Car ici on bouge beaucoup, mais sans jamais donner l’impression de trop en faire. Un équilibre difficile à garder et dont le metteur en scène belge Waut Koeken semble avoir saisi tous les secrets. D’abord, en étroite collaboration avec le décorateur Yannick Larivée, en imaginant des espaces largement dégagés où le mobilier, pourtant abondant, ne gêne pas l’évolution des acteurs. Beaucoup d’éléments restent suspendus en l’air : miroirs, lustres, velours, bouteilles de champagne multiples et leurs verres satellites... Murs et vrais meubles sont peux nombreux et même les plus solides canapés peuvent se retrouver dotés de mobilités inattendues. Ensuite en laissant aux dialogues parlés exactement la durée nécessaire : ni trop verbeux ni lourds, loufoques juste un peu, impeccablement réécrits. Enfin en laissant véritables danseurs et choristes se mélanger, chacun des deux groupes assurant sa part de mobilité au degré exact d’aisance où il peut le mieux l’assumer. Le résultat : un rythme trépidant, débordant de vie et d’idées, qui culmine dans un acte II d’anthologie. Mieux que de l’opérette ou même, souvent, que de l’opéra : un spectacle total qui fait la part belle à tous les styles, comique franc, arrières-pensées plus grinçantes, mélancolie fugitive, coquineries ambiguës... Le tout passe sans jamais peser, et respecte de surcroît irréprochablement la lettre du livret.

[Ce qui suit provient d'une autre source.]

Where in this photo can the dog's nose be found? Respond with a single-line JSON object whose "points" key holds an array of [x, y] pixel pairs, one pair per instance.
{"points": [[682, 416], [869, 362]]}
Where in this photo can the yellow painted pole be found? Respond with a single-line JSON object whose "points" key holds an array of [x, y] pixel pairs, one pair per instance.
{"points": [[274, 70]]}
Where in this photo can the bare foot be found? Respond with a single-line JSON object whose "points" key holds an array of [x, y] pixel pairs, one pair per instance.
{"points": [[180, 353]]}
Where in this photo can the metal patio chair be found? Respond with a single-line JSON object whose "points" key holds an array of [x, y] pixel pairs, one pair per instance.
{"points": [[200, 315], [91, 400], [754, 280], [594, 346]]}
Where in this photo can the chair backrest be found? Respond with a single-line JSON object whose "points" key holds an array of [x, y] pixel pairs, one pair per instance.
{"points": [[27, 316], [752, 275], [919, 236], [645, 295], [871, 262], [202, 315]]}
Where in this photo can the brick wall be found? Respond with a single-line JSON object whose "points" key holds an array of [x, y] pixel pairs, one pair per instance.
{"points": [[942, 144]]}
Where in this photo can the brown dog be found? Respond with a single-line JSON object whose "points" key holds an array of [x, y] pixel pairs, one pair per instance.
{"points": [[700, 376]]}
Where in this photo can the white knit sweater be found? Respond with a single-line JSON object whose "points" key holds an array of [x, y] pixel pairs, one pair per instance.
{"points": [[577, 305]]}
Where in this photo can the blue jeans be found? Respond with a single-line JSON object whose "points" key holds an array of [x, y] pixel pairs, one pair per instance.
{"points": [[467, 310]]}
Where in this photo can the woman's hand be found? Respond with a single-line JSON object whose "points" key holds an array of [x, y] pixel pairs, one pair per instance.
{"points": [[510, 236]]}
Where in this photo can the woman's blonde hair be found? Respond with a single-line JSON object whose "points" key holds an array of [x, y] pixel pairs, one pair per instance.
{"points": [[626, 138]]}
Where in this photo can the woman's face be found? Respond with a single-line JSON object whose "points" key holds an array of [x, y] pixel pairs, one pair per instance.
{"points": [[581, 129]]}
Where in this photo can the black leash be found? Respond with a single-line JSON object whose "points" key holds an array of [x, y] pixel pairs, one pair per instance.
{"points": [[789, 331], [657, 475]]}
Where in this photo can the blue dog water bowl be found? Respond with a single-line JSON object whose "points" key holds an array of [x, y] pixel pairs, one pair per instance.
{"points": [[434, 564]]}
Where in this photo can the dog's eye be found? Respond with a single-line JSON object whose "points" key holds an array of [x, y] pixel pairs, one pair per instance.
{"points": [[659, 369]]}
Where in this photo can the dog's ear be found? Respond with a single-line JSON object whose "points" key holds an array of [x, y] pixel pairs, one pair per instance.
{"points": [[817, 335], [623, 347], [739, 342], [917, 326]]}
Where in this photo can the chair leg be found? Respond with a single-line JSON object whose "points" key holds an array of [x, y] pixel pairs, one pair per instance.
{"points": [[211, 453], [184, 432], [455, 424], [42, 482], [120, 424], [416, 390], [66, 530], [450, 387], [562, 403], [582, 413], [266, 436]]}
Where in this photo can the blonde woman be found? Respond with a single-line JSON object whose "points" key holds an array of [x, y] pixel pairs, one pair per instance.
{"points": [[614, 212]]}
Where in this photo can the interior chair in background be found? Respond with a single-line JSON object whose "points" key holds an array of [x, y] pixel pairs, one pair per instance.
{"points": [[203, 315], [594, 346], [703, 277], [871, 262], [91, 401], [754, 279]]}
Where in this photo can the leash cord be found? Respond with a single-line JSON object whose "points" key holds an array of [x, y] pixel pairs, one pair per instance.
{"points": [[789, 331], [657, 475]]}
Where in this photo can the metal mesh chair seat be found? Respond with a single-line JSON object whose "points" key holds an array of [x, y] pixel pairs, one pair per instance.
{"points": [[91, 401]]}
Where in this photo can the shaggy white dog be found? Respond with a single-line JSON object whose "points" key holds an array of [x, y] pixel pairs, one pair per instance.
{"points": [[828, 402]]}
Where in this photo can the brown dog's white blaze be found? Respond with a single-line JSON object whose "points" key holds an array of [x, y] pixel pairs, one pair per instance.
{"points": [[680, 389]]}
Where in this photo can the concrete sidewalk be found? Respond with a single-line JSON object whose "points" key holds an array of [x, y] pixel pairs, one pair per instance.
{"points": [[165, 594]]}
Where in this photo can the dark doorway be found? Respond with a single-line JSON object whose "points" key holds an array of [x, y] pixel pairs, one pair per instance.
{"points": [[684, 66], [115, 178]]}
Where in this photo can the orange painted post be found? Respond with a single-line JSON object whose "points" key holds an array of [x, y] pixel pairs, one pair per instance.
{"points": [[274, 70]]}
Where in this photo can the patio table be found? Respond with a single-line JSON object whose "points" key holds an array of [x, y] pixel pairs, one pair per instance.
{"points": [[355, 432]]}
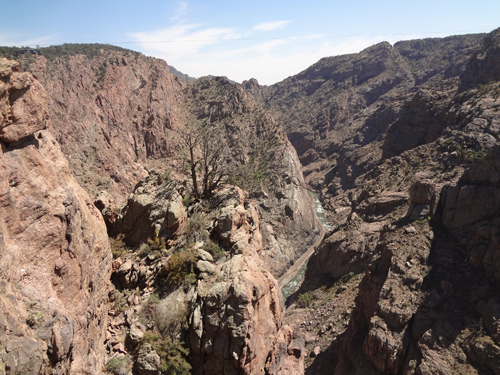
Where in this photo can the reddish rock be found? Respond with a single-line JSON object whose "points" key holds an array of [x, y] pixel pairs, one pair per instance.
{"points": [[54, 247], [23, 103]]}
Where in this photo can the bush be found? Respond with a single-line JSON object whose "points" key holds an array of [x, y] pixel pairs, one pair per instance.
{"points": [[215, 249], [196, 227], [305, 299], [158, 245], [172, 354], [180, 265], [117, 365], [118, 247]]}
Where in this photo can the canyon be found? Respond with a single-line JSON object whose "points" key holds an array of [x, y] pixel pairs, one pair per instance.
{"points": [[111, 264]]}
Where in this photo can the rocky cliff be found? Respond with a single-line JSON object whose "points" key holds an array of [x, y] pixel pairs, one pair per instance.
{"points": [[406, 284], [123, 112], [55, 259], [213, 290], [345, 114], [111, 112]]}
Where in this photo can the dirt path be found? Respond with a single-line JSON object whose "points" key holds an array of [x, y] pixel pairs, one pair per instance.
{"points": [[292, 271]]}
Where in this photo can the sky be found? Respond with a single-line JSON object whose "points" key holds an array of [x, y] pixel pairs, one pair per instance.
{"points": [[267, 40]]}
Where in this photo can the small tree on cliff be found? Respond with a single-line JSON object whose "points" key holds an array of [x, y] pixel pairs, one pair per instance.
{"points": [[205, 154]]}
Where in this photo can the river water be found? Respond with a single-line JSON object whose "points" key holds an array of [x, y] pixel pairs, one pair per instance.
{"points": [[289, 288]]}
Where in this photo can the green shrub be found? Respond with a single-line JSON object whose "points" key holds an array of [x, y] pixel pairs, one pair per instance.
{"points": [[305, 299], [166, 176], [187, 199], [172, 354], [196, 226], [158, 244], [117, 365], [154, 298], [180, 265], [215, 249], [118, 247]]}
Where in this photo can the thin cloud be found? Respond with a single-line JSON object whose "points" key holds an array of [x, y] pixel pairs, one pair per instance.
{"points": [[180, 11], [270, 26], [20, 40], [183, 40]]}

Reste le problème du début de l’acte III, longue scène de farce parlée, lieu de toutes les dérives troupières où même le Frosch d’Otto Schenk, qui fit longtemps les délices des opéras de Vienne ou Munich, ne brillait pas par un raffinement excessif. Ici, avec la faconde impayable de Jean-Pierre Schlagg, l’humour n’est ni viennois ni bavarois mais tout simplement... alsacien, et fait assez souvent mouche. Entre deux cultures, cette Fledermaus, vous disait-on !


Coproduction avec le Staatstheater de Nürnberg, ce spectacle est malheureusement appelé à disparaître de l’affiche de l’Opéra du Rhin d’ici quelques semaines. Comme ses homologues de Munich ou Vienne il paraît pourtant taillé pour durer, devenir la soirée de Saint-Sylvestre incontournable d’une maison de répertoire qui y offre chaque fin d’année le meilleur d’elle-même en toute décontraction, sous la baguette d’un chef prestigieux de passage. Pourquoi pas ? On peut toujours rêver...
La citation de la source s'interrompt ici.